Gene expression data is analyzed to identify biomarkers, e.g. relevant genes, which serve for diagnostic, predictive, or prognostic use. Traditional approaches for biomarker detection select distinctive features from the data exclusively based on the signals therein, facing multiple shortcomings in regards to overfitting, biomarker robustness, and actual biological relevance. Prior knowledge approaches are expected to address these issues by incorporating prior biological knowledge, e.g. on gene-disease associations, into the actual analysis. However, prior knowledge approaches are currently not widely applied in practice because they are often use-case specific and seldomly applicable in a different scope. This leads to a lack of comparability of prior knowledge approaches, which in turn makes it currently impossible to assess their effectiveness in a broader context.
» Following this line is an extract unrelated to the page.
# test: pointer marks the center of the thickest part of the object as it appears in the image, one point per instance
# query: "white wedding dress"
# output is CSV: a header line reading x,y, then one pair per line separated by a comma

Our work addresses the aforementioned issues with three contributions. Our first contribution provides formal definitions for both prior knowledge and the flexible integration thereof into the feature selection process. Central to these concepts is the automatic retrieval of prior knowledge from online knowledge bases, which allows for streamlining the retrieval process and agreeing on a uniform definition for prior knowledge. We subsequently describe novel and generalized prior knowledge approaches that are flexible regarding the used prior knowledge and applicable to varying use case domains. Our second contribution is the benchmarking platform Comprior. Comprior applies the aforementioned concepts in practice and allows to flexibly set up comprehensive benchmarking studies for examining the performance of existing and novel prior knowledge approaches. It streamlines the retrieval of prior knowledge and allows to combine it with prior knowledge approaches. Comprior demonstrates the practical applicability of our concepts and further fosters the overall development and comparability of prior knowledge approaches. Our third contribution is a comprehensive case study on the effectiveness of prior knowledge approaches. For that we used Comprior and tested a broad range of both traditional and prior knowledge approaches in combination with multiple knowledge bases on data sets from multiple disease domains. Ultimately, our case study constitutes a thorough assessment of a) the suitability of selected knowledge bases for integration, b) the impact of prior knowledge being applied at different integration levels, and c) the improvements in terms of classification performance, biological relevance, and overall robustness.
In summary, our contributions demonstrate that generalized concepts for prior knowledge and a streamlined retrieval process improve the applicability of prior knowledge approaches. Results from our case study show that the integration of prior knowledge positively affects biomarker results, particularly regarding their biological relevance. Our findings provide first in-depth insights on the effectiveness of prior knowledge approaches and build a valuable foundation for future research.